Por eso, lo del Alcalde Petro suena a mofa política, farsa jurídica, tomadura de pelo. Y para más despropósito, quien le condena es el mismo a  quien le responde resolver el último recurso, es decir la palabra “garantía” no aparece en el diccionario de este episodio.

 

Suena y huele a lo que es, una depuración de un personaje incomodo, elegido por los ciudadanos de Bogotá, quienes al final  son los que tienen el derecho a recriminarle sus actos políticos, de gestión y de quienes con su voto futuro aprobarán o no su ideario y sus actos administrativos.

 

Nadie en un Estado de derecho debería tener la potestad unipersonal de revocar a un político elegido por los ciudadanos por el mero hecho de ejercer bien o mal su ideario político, sus proyectos  y sus convicciones.

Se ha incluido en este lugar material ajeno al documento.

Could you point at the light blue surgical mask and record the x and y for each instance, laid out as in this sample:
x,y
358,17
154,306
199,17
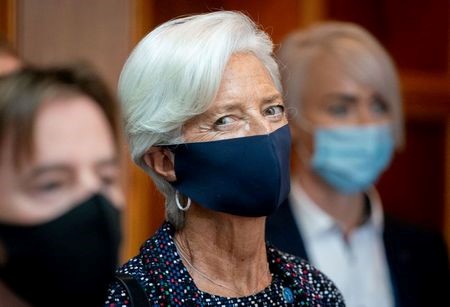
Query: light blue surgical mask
x,y
351,158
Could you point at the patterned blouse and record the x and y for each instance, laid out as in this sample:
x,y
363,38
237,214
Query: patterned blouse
x,y
166,281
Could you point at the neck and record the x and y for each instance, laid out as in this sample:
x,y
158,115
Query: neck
x,y
228,249
346,209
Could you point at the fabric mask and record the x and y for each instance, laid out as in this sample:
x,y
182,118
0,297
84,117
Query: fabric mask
x,y
246,176
68,261
351,158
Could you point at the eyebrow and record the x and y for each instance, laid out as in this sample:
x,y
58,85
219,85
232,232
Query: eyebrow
x,y
271,98
60,167
343,97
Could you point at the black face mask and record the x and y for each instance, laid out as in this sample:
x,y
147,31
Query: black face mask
x,y
65,262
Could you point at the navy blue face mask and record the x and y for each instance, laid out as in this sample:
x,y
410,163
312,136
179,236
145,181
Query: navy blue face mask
x,y
246,176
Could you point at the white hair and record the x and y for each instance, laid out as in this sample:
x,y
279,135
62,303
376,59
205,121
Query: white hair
x,y
368,63
174,74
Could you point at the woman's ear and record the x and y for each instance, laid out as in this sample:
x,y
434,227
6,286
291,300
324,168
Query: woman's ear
x,y
161,160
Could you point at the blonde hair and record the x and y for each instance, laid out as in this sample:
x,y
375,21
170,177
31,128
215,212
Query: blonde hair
x,y
369,64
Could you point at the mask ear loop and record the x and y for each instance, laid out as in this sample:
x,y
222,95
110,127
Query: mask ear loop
x,y
308,127
185,208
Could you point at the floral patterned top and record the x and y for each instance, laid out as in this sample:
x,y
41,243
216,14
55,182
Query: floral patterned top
x,y
166,281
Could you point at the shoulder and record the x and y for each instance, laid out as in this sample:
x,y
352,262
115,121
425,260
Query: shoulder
x,y
314,286
410,237
145,268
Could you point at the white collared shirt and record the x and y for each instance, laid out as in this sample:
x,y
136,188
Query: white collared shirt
x,y
357,265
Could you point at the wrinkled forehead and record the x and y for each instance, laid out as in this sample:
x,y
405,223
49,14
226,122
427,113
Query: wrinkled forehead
x,y
362,62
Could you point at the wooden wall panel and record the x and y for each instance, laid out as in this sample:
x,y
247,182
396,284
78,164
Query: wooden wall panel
x,y
8,20
416,32
59,31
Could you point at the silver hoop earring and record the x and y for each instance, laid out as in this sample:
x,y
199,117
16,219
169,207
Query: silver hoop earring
x,y
185,208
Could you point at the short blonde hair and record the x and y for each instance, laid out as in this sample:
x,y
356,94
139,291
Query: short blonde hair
x,y
370,64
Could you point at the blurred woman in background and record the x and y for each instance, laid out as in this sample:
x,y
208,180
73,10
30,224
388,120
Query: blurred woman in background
x,y
60,189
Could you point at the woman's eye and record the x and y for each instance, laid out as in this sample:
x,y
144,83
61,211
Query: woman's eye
x,y
277,110
108,180
380,106
338,110
225,120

Solo con las urnas se puede cambiar ese destino.

 

De cualquier manera es una buena oportunidad para reflexionar sobre el ejercicio del poder, de los controles al mismo, así como de las consecuencias de la prevención ideológicas que priman en el escenario colombiano. La indignación ciudadana va creciendo y va más allá de los campistas de la Plaza de Bolívar que apoyan a Petro, se siente en el ambiente la intención de darle una cachetada a la clase política tradicional y quizá no sea mala idea.